Il existe 9 000 opérateurs appartenant à de la branche professionnelle dont 3 000 qui réalisent la majorité de l’activité formation.
"La question n’est pas celle de l’offre mais celle du financement"
Marc Dennery, consultant, co-fondateur de C-Campus souligne également que "la question n’est pas celle de l’offre mais celle du financement". "Le rapport de la mission d‘évaluation parlementaire de la loi Avenir professionnel, présenté en janvier, fait d’ailleurs état d’un déficit de 11,5 milliards d’euros de déficit". Pour cet expert, il ne faut pas couper la dynamique que représente le CPF en supprimant des formations mais bien de l’accompagner par plus de conseils". Lesquels peuvent passer "par le conseil en évolution professionnelle qui est encore un outil au stade de démarrage ou par l’entreprise via la co-construction de parcours de formation encore peu nombreux. Avec la marchandisation de la formation, certains salariés se retrouvent seuls pour choisir une formation".
Reste toutefois à attendre le fléchage automatique des abondements vers une formation-type ou une catégorie de salariés, via la plateforme moncompteformation.fr. Un process actuellement en "expérimentation" à la Caisse des dépôts. Pour l’heure, seules les dotations effectuées de manière personnalisée et individuelle sont possibles.
Qualiopi
France compétences a d’ailleurs commencé à faire le tri des certifications.
Le label Qualiopi, en vigueur depuis le 1er avril dernier, est désormais indispensable pour bénéficier des fonds publics ou mutualisés des financeurs de la formation (Opco, ATPro, Caisse des dépôts et consignations, Pôle emploi…). Les organismes de formation doivent respecter les sept critères et les 32 indicateurs de ce référentiel national qualité plus exigeant.
"Tout organisme doit prouver de manière tangible qu’il y a une finalité professionnelle derrière chaque formation, indique Arnaud Portanelli, cofondateur de Lingueo, un organisme spécialisé dans l’apprentissage des langues et certificateur (détenteur du certificat linguistique Lilate), à l’origine de la création d’un collectif en février dernier pour lutter contre les fraudes au CPF.
Même si le certificateur reconnaît que le système est perfectible. "L’interconnexion du système d’information entre organisme certificateur et prestataires de formation ne permet pas encore d’avoir les taux de réussite des formations suivies ; tout n’est pas encore informatisé.
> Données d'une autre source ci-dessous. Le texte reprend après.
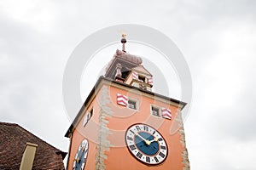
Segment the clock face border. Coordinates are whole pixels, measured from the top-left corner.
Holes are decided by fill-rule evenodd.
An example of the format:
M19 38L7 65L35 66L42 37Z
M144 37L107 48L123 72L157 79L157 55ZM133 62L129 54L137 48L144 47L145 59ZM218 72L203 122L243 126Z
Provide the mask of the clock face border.
M126 138L127 138L127 133L128 133L129 130L131 129L131 128L136 127L136 126L137 126L137 125L142 125L142 126L147 126L147 127L149 127L149 128L152 128L154 131L156 131L156 132L160 134L160 138L161 138L161 139L163 139L164 144L165 144L165 146L166 146L166 156L164 157L164 159L163 159L161 162L157 162L157 163L148 163L148 162L146 162L141 160L140 158L138 158L138 157L137 156L137 155L135 155L135 154L131 150L131 149L129 148L129 146L130 146L131 144L129 145L128 143L127 143L127 139L126 139ZM141 131L139 131L139 132L146 132L146 131L141 130ZM148 133L148 132L146 132L146 133ZM151 134L151 133L149 133L149 134ZM151 135L153 135L153 134L151 134ZM167 143L166 143L166 141L164 136L163 136L158 130L156 130L154 128L153 128L152 126L150 126L150 125L148 125L148 124L145 124L145 123L134 123L134 124L129 126L129 127L127 128L126 131L125 131L125 144L126 144L127 150L129 150L130 154L131 154L137 161L139 161L140 162L142 162L142 163L143 163L143 164L145 164L145 165L147 165L147 166L150 166L150 167L160 166L160 164L164 163L165 161L166 160L166 158L168 157L168 151L169 151L169 150L168 150L168 144L167 144ZM135 144L135 141L134 141L134 140L135 140L135 137L133 138L133 143L134 143L134 145L137 145L137 144ZM156 155L158 155L158 154L160 153L160 150L161 150L161 149L160 149L160 146L161 146L159 142L158 142L158 144L159 144L159 150L157 151L157 154L156 154ZM137 150L139 150L140 152L143 152L141 150L137 149L137 146L136 146L136 148L137 148ZM144 154L144 153L143 153L143 154ZM146 156L146 154L144 154L144 155ZM156 155L154 155L154 156L156 156ZM153 156L150 156L150 159L153 158Z
M83 160L84 159L85 159L85 160L84 160L84 162L82 162L80 169L84 169L85 165L86 165L87 156L88 156L88 152L89 152L89 142L88 142L87 139L84 139L82 140L82 142L79 144L79 148L77 149L77 152L76 152L76 155L75 155L75 159L73 161L73 169L75 169L75 166L76 166L75 162L76 162L77 157L79 156L79 153L80 152L81 150L83 150L84 144L84 152L86 151L86 149L87 149L87 151L84 155Z

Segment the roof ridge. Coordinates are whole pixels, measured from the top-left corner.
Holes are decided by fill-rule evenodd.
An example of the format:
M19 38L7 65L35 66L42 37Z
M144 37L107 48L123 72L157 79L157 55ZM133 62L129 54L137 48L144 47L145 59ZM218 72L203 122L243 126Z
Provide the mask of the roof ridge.
M61 152L63 152L63 153L66 153L57 148L55 148L55 146L53 146L52 144L47 143L45 140L40 139L39 137L38 137L37 135L33 134L32 133L31 133L29 130L26 130L26 128L24 128L23 127L20 126L19 124L17 123L12 123L12 122L0 122L0 124L3 124L3 125L9 125L9 126L15 126L15 127L18 127L20 128L21 130L30 133L31 135L34 136L35 138L37 138L38 139L41 140L42 142L44 142L44 144L48 144L49 146L52 147L53 149L56 150L55 152L58 152L58 151L61 151Z

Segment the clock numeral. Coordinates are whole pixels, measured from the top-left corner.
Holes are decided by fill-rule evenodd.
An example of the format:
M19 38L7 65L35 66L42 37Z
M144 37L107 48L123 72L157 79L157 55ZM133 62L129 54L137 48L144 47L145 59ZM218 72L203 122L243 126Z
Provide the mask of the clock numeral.
M127 136L127 139L128 139L128 140L133 140L133 139L131 138L130 136Z
M161 148L162 150L166 150L166 146L160 146L160 148Z
M146 157L146 162L150 163L150 158L148 156Z
M130 147L130 149L131 149L131 150L134 150L136 149L136 147L135 147L134 144L131 144L131 145L130 145L129 147Z
M147 132L148 132L148 127L147 127L147 126L144 126L144 131L147 131Z
M154 156L154 161L155 161L156 162L159 162L159 161L158 161L158 159L157 159L156 156Z
M136 155L138 158L142 158L143 154L141 152L137 152Z
M136 126L137 131L141 131L141 128L139 126Z
M166 156L166 155L163 154L162 152L160 152L159 155L160 155L160 156L161 156L162 158L164 158L164 157Z

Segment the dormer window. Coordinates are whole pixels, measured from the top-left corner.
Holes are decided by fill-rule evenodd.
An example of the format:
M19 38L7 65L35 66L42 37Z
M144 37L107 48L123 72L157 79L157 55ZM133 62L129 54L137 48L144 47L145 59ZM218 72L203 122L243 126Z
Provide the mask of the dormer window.
M141 81L141 82L145 82L146 77L139 75L139 76L138 76L138 80Z
M160 108L155 107L155 106L151 106L151 114L155 116L160 117Z
M137 102L131 99L128 99L128 107L137 110Z

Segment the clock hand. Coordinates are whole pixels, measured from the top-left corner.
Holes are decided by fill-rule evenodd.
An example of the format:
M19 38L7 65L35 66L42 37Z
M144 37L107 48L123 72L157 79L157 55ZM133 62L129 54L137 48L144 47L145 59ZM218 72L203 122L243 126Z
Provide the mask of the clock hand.
M143 140L144 140L144 142L149 145L150 144L150 142L148 140L148 139L145 139L143 137L142 137L139 133L137 133L137 132L135 132L135 135L140 137L140 139L142 139Z
M152 142L156 142L156 141L157 141L157 138L154 137L154 139L152 139L152 140L149 141L149 144L150 144Z

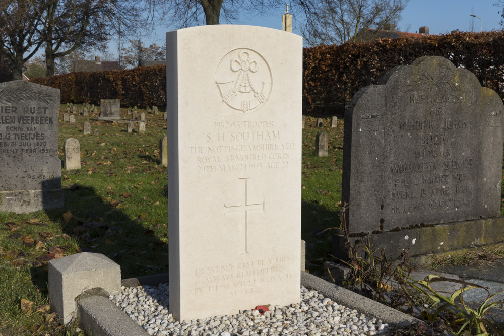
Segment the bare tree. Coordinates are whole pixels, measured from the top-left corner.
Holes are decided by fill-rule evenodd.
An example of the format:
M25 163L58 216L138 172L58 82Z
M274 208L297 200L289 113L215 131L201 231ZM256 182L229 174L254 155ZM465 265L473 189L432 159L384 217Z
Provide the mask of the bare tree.
M37 10L24 0L0 1L0 56L9 62L15 80L23 79L23 65L43 43Z
M312 45L355 42L359 40L359 33L368 28L380 30L385 24L399 22L409 1L321 0L315 24L308 26L303 35Z

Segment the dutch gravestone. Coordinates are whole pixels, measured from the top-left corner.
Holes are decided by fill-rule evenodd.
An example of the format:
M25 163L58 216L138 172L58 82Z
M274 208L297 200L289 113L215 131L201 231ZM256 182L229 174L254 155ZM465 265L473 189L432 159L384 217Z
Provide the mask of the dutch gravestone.
M216 25L166 40L170 312L298 302L302 39Z
M82 132L84 134L90 134L91 132L91 124L86 121L82 125Z
M23 81L0 83L0 210L63 206L59 101L59 90Z
M361 89L345 112L348 231L498 215L504 107L497 93L437 56L396 67L380 83Z
M63 146L65 156L65 169L67 170L79 169L81 168L81 145L77 139L70 138Z
M98 118L102 120L120 120L120 108L119 99L101 99L100 101L100 116Z
M315 153L318 156L327 156L329 138L327 133L319 132L315 137Z

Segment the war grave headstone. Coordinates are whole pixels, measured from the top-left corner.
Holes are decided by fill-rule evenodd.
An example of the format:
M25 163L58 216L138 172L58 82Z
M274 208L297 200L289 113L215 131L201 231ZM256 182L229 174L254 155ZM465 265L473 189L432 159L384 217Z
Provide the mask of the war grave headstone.
M56 89L23 81L0 83L0 210L63 206L59 99Z
M159 140L159 163L162 166L168 165L168 139L166 136Z
M298 302L302 38L215 25L166 40L170 312Z
M67 170L81 168L81 145L77 139L70 138L63 145L65 169Z
M338 127L338 117L333 115L331 117L331 127L333 128Z
M361 89L345 114L348 232L370 234L391 257L504 240L504 220L495 217L503 112L496 93L437 56L396 67ZM342 238L334 238L333 252L341 252Z
M82 125L82 132L84 134L90 134L91 132L91 124L88 121L84 122Z
M120 100L119 99L101 99L100 101L100 115L98 118L102 120L120 120Z
M319 132L315 137L315 153L318 156L327 156L329 137L325 132Z
M140 121L138 123L138 132L139 133L145 133L145 121Z

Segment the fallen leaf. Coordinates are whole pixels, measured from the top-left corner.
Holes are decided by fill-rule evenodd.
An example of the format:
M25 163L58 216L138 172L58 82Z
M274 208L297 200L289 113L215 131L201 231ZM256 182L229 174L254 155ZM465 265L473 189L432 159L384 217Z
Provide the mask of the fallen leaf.
M21 311L25 312L27 314L31 313L32 306L33 303L26 299L21 299Z
M70 222L73 217L73 215L72 215L72 213L70 212L70 210L63 214L63 219L65 220L65 223L68 223Z

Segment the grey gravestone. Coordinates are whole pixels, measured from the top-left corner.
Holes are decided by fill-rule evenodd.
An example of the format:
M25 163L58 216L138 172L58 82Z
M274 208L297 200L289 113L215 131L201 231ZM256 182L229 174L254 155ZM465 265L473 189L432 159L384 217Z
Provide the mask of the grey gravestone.
M145 132L145 121L140 121L138 123L138 132Z
M119 99L102 99L100 101L100 115L98 118L102 120L119 120L120 101Z
M67 170L81 168L81 145L77 139L70 138L63 145L65 169Z
M315 153L318 156L327 156L329 137L325 132L319 132L315 137Z
M333 116L331 118L331 128L335 128L338 127L338 118L336 116Z
M59 99L56 89L23 81L0 83L0 211L63 206Z
M84 134L91 134L91 124L87 121L85 122L84 124L82 125L82 132Z
M168 138L166 136L159 140L159 163L162 166L168 166Z
M437 56L396 67L379 83L357 92L345 113L349 232L498 215L498 95Z

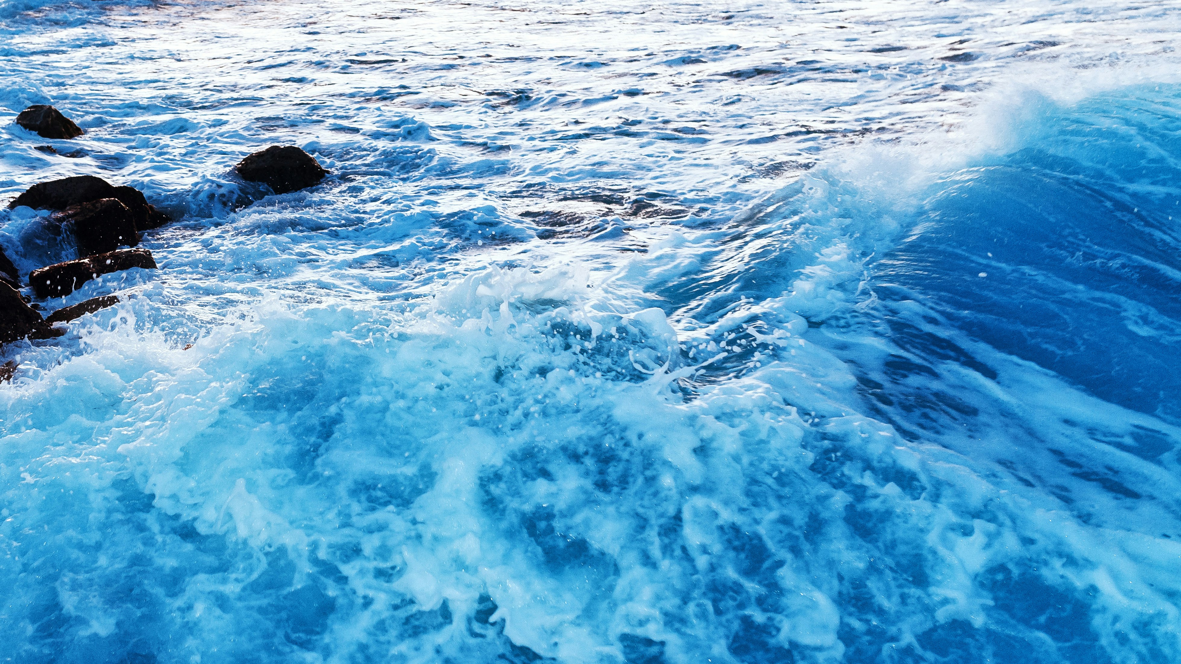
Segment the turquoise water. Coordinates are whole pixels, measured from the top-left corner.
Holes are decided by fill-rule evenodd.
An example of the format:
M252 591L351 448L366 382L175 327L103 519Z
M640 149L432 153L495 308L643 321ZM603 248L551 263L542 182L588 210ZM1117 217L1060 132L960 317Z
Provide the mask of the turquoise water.
M5 660L1181 659L1176 9L4 7Z

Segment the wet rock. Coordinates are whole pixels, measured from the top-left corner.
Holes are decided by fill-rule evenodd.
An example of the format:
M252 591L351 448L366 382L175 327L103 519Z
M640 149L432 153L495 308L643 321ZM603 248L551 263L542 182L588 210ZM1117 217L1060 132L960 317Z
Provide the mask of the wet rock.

Il faut également que les apprenants puissent donner leur avis sur la formation suivie, en laissant des commentaires et non simplement de simples notes. Les résultats de l’apprentissage doivent être plus transparents", détaille Guillaume Le Dieu de Ville, cofondateur de Lingueo.
Le Répertoire spécifique au régime sec
Le Répertoire spécifique, qui regroupe des formations complémentaires ou transversales, a également fait les frais de ces exigences cet hiver, en subissant une cure d’amaigrissement. Certaines formations n'ont pas réussi à passer sous les fourches caudines de France compétences. Selon Mikaël Charbit, directeur des certifications professionnelles de cette instance, cité dans le quotidien de Centre Inffo, l’offre de certifications de ce Répertoire mobilisées dans le cadre du CPF a été réduite de 70 %. "Le choc est brutal, confirme Pierre Courbebaisse. Des formations portant sur les habilitations électriques ou la santé ont disparu du Répertoire. Or, il est dangereux de les supprimer ; il y a une confusion sur la question des soft skills. Ces formations sont importantes dans le cadre du développement professionnel et répondent à de véritables besoins des entreprises et des individus".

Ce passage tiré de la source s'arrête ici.